Certains adeptes de la “lutte des classes” devraient avoir cette analyse en tête, mais faute de l’avoir, on se retrouve alors avec une scission au sein de la gauche radicale, entre les militants anarchistes et antifascistes qui concilient la responsabilité collective et les droits individuels, et critiquent à la fois le capitalisme, le sexisme et le racisme, et les communistes traditionnels qui ne se soucient que de la responsabilité collective et délaissent les droits individuels, et ont tendance à ne critiquer que l’oppression économique tout en s’abstenant de combattre les autres formes d’opposition qui sont politique et socioculturelle. Michel Clouscard, par exemple, assimile les valeurs libérales, progressistes et libertaires avec le capitalisme, et s’attaque dans un de ses livres aux militantes féministes accusées de vouloir semer des divisions au sein de la classe ouvrière, ce qui laisse à penser que pour certains militants communistes, la critique du système patriarcal est tabou. On notera que les mêmes qui s’insurgent en France de la hausse des taxes sur le carburant et harcèlement et menacent de mort les opposants des gilets jaunes, ces mêmes personnes sont toutefois silencieuses concernant le projet d’européen de faire adopter l’article 13 sur le copyright qui mettra sérieusement en danger l’Internet ouvert. Pourquoi? Parce que ce sont essentiellement des réactionnaires qui n’en n’ont rien à foutre des droits individuels et du progrès social.
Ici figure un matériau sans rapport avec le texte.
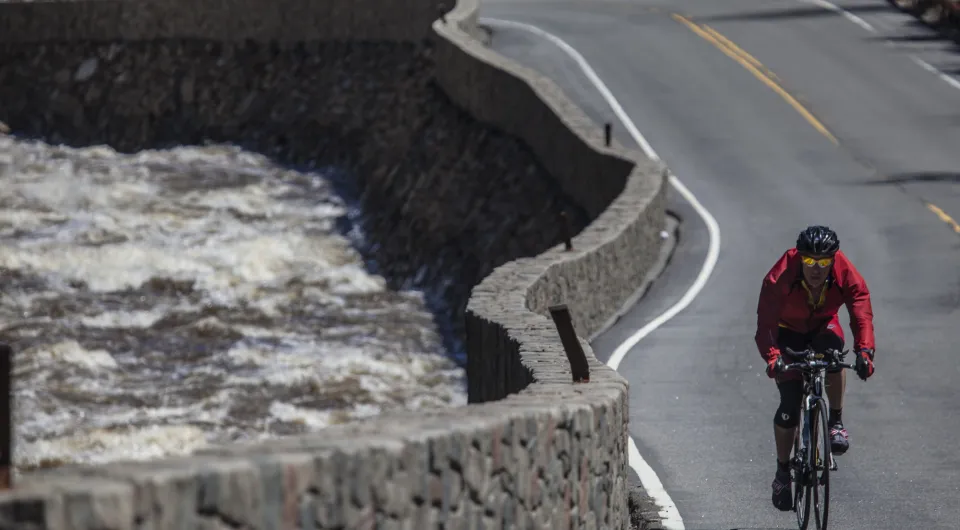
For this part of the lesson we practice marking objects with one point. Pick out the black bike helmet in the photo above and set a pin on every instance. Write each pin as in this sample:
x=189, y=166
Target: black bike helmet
x=818, y=240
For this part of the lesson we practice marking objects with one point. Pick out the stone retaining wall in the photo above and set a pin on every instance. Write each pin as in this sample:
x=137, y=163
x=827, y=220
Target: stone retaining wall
x=532, y=451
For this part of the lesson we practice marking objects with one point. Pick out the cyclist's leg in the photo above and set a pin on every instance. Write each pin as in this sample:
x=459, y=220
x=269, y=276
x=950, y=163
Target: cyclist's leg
x=784, y=429
x=786, y=419
x=831, y=337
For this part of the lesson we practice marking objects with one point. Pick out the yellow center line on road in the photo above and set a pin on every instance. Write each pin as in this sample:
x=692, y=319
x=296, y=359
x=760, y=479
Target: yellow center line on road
x=944, y=217
x=756, y=68
x=761, y=72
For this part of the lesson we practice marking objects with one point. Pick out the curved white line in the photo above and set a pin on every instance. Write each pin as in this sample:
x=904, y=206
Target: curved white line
x=671, y=517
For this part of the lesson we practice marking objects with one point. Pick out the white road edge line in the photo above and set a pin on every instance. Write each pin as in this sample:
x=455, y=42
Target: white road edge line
x=952, y=81
x=649, y=479
x=846, y=14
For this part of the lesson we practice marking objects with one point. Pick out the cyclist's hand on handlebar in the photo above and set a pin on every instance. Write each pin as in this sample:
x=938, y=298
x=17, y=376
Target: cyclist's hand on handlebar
x=864, y=364
x=775, y=366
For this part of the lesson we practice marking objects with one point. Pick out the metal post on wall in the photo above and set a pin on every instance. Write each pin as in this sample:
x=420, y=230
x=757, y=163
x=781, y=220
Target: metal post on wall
x=571, y=345
x=6, y=417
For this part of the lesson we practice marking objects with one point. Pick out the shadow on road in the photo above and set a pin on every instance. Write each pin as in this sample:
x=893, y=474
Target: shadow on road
x=905, y=178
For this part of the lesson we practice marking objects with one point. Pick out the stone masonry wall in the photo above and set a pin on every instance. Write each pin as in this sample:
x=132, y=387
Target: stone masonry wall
x=532, y=451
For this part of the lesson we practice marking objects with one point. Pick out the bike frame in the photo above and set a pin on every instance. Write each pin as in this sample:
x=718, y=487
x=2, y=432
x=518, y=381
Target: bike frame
x=813, y=384
x=813, y=367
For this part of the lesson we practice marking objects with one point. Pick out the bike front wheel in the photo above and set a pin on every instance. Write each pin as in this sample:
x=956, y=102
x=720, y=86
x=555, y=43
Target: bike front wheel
x=821, y=459
x=812, y=481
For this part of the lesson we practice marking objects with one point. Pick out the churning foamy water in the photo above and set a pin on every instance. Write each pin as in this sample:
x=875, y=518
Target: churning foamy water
x=166, y=300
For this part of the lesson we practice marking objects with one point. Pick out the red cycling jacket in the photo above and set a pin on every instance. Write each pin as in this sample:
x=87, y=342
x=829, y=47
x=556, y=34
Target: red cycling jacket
x=785, y=302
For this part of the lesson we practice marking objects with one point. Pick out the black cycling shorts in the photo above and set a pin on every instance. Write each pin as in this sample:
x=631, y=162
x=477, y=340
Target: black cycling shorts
x=791, y=391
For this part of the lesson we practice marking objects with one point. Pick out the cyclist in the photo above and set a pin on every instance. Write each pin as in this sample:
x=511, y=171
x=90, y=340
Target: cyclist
x=799, y=301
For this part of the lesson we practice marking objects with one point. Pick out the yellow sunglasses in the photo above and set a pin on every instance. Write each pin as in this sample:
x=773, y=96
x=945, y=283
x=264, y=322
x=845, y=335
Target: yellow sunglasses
x=822, y=262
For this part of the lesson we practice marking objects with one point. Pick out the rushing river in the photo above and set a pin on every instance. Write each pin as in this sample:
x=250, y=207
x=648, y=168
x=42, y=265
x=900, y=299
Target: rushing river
x=169, y=299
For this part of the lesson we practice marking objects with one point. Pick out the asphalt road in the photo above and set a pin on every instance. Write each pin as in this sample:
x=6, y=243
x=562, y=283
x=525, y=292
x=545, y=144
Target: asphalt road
x=701, y=408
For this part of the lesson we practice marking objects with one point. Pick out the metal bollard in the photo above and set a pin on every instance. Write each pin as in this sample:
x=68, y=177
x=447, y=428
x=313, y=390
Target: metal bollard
x=568, y=336
x=6, y=417
x=565, y=230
Pour tout résumer, ce qu’on reproche aux “sous-prolétaires”, c’est de ne pas s’opposer aux riches, donc d’être des “traitres” à la classe ouvrière, ce qui est assez comparable à ce qui se passe chez les militants d’extrême-droite qui accusent ceux qui soutiennent l’immigration et s’opposent au nationalisme violent d’être des “traitres à leur patrie”, ou chez les militants islamistes qui accusent les militants laïques et épris des valeurs occidentales d’être des “traitres à la race arabo-musulmane”. Le problème c’est qu’il y a un communautarisme propre à la classe ouvrière qui explique que les riches seraient tous des méchants et que les pauvres seraient tous des victimes. En revanche, les “sous-prolétaires” comprennent que les choses sont beaucoup plus complexes que cela et savent que cela ne leur apportera rien que les riches soient “éjectés de leur piédestal” et qu’il y ait une “dictature du prolétariat”. Il faut arrêter de véhiculer des clichés et assigner des rôles à des individus en fonction de leur race, leur nationalité, leur religion, leur sexe et leur revenu, et comprendre qu’il y a des riches progressistes et des riches réactionnaires, des femmes qui sont féministes et des femmes qui ne sont pas féministes, ainsi que des hommes qui souhaitent asservir des femmes et des hommes qui seraient d’accord pour vivre dans des couples matriarcaux.

Maintenant, pour parler de responsabilité collective, pour moi, les premières responsabilités collectives seraient de sauvegarder la planète du changement climatique et de mettre fin à la guerre et la violence entre les nations et les peuples. Malheureusement, certains prolétaires sont favorables à imposer le “récit national” et à entraver la solidarité internationale. En plus, ils parlent de solidarité, mais très souvent, leur solidarité (sélective) s’arrête à leur famille et leurs compatriotes, et exclut les réfugiés et les étrangers. Donc, pour moi, ce ne sont pas les “sous-prolétaires”, mais plutôt les “vrais prolétaires” qui n’ont pas de conscience politique révolutionnaire. Il est légitime de vouloir que les richesses soient redistribuées aux personnes les plus pauvres, mais revendiquer cela tout en s’opposant aux droits des femmes, des jeunes et des minorités, ainsi qu’aux avancées écologiques, est davantage caractéristique des rouges-bruns que des authentiques militants de gauche.